47ª Festival del circo di Montecarlo, anticipazioni edizione 2025

by

Polinice

La magia del grande circo torna protagonista della prima serata televisiva con la 47ª edizione del Festival del Circo di Montecarlo, appuntamento immancabile del periodo natalizio e simbolo di uno spettacolo capace di unire generazioni diverse. Questa sera su Rai 1 va in onda la prima delle due serate dedicate a una manifestazione che da oltre mezzo secolo celebra l’eccellenza circense mondiale, tra tradizione, talento e spettacolarità pensata per tutta la famiglia.

un classico della televisione natalizia

Il Festival del Circo di Montecarlo è diventato nel tempo una delle certezze del palinsesto festivo, un evento che accompagna le serate natalizie con numeri spettacolari e una narrazione capace di affascinare adulti e bambini.
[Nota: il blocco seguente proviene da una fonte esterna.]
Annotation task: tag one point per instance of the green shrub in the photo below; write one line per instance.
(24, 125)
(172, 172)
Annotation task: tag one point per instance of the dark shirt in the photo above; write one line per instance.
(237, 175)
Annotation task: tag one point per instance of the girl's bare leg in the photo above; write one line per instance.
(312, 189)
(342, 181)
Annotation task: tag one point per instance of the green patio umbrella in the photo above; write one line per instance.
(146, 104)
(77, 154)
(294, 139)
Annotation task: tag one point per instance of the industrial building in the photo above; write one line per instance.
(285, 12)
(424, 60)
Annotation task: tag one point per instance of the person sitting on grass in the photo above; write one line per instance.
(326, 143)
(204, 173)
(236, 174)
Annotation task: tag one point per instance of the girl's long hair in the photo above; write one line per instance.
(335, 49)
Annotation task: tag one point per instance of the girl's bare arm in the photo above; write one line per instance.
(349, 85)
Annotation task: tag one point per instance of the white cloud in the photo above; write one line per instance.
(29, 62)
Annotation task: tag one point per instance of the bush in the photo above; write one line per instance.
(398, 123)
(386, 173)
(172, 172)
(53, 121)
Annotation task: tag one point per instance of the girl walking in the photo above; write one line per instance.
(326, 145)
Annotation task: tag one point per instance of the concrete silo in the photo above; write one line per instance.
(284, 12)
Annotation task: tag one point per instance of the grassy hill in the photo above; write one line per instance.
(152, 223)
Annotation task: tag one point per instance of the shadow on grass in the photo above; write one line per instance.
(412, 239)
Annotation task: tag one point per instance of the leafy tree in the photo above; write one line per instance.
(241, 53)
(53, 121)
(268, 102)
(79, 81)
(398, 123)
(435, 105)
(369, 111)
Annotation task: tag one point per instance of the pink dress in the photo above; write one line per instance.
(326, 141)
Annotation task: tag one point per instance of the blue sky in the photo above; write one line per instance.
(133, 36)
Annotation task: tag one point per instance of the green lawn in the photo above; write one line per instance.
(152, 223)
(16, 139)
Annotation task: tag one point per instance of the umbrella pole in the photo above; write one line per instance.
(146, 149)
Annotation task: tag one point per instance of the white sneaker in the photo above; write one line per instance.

La formula è rimasta fedele alla sua vocazione originaria: portare sul palco le migliori arti circensi del mondo, valorizzando discipline diverse come acrobatica, giocoleria, clownerie e addestramento artistico, sempre nel rispetto della grande tradizione europea del circo.

le origini e il valore storico del festival

La manifestazione nasce nel 1974 per volontà del Principe Ranieri III di Monaco, con l’obiettivo di tutelare e promuovere un’arte che rischiava di perdere centralità nel panorama dello spettacolo internazionale. Da allora il festival è cresciuto fino a diventare un punto di riferimento assoluto per artisti, compagnie e famiglie circensi provenienti da ogni continente, assumendo un ruolo paragonabile a quello dei grandi festival cinematografici o musicali.

la struttura delle serate

La prima serata è interamente dedicata alle esibizioni, con una successione di numeri che mostrano il meglio del circo contemporaneo, senza rinunciare alla spettacolarità classica che ha reso celebre l’evento. L’ultima parte dello show è riservata invece alla cerimonia di premiazione, momento molto atteso sia dal pubblico che dagli addetti ai lavori. È qui che vengono assegnati i prestigiosi Clown d’Oro, d’Argento e di Bronzo, riconoscimenti che nel mondo circense rappresentano il massimo traguardo possibile, spesso assimilabili a veri premi alla carriera.

i premi e il loro significato

Il Clown d’Oro è considerato il riconoscimento più ambito del settore: ottenerlo significa entrare nella storia del circo internazionale. Accanto a esso, il Clown d’Argento e quello di Bronzo celebrano comunque livelli di eccellenza altissimi, premiando artisti che hanno saputo distinguersi per tecnica, originalità e capacità di emozionare il pubblico. La cerimonia conclusiva è uno dei momenti più solenni del festival, capace di raccontare storie di sacrificio, passione e dedizione totale all’arte circense.

la conduzione e il racconto televisivo

A guidare il pubblico televisivo in questa edizione sono Laura Barth e Alessandro Serena, una coppia di conduttori che unisce competenza e capacità divulgativa. Il loro racconto accompagna lo spettatore dentro il tendone, fornendo contesto storico, curiosità sugli artisti e spiegazioni sulle discipline, rendendo lo spettacolo accessibile anche a chi si avvicina per la prima volta al mondo del circo.

uno spettacolo per tutta la famiglia

Il Festival del Circo di Montecarlo si conferma uno degli eventi più adatti alla visione familiare, grazie a un linguaggio universale fatto di immagini, musica e abilità fisiche straordinarie. In un periodo dell’anno come quello natalizio, la trasmissione assume un valore ancora più forte: diventa un momento di condivisione, capace di riunire davanti allo schermo generazioni diverse e di offrire un intrattenimento elegante, positivo e senza tempo.

quando va in onda la seconda puntata

Dopo la serata di oggi, l’appuntamento con il Festival del Circo di Montecarlo proseguirà con la seconda puntata, in programma il 3 gennaio 2026. Anche in questa occasione Rai 1 proporrà al pubblico il meglio dello spettacolo circense internazionale, chiudendo idealmente il periodo delle feste con uno degli eventi più iconici e longevi della televisione europea.

perché il festival resta unico

A rendere il Festival del Circo di Montecarlo un evento senza eguali è la sua capacità di coniugare tradizione e innovazione, mantenendo intatto lo spirito originario voluto dal Principe Ranieri III ma aprendosi costantemente a nuove forme di espressione artistica. È questo equilibrio, unito al prestigio dei premi e alla qualità degli artisti selezionati, che continua a renderlo un appuntamento imperdibile, anno dopo anno, per il pubblico televisivo e per il mondo del circo internazionale.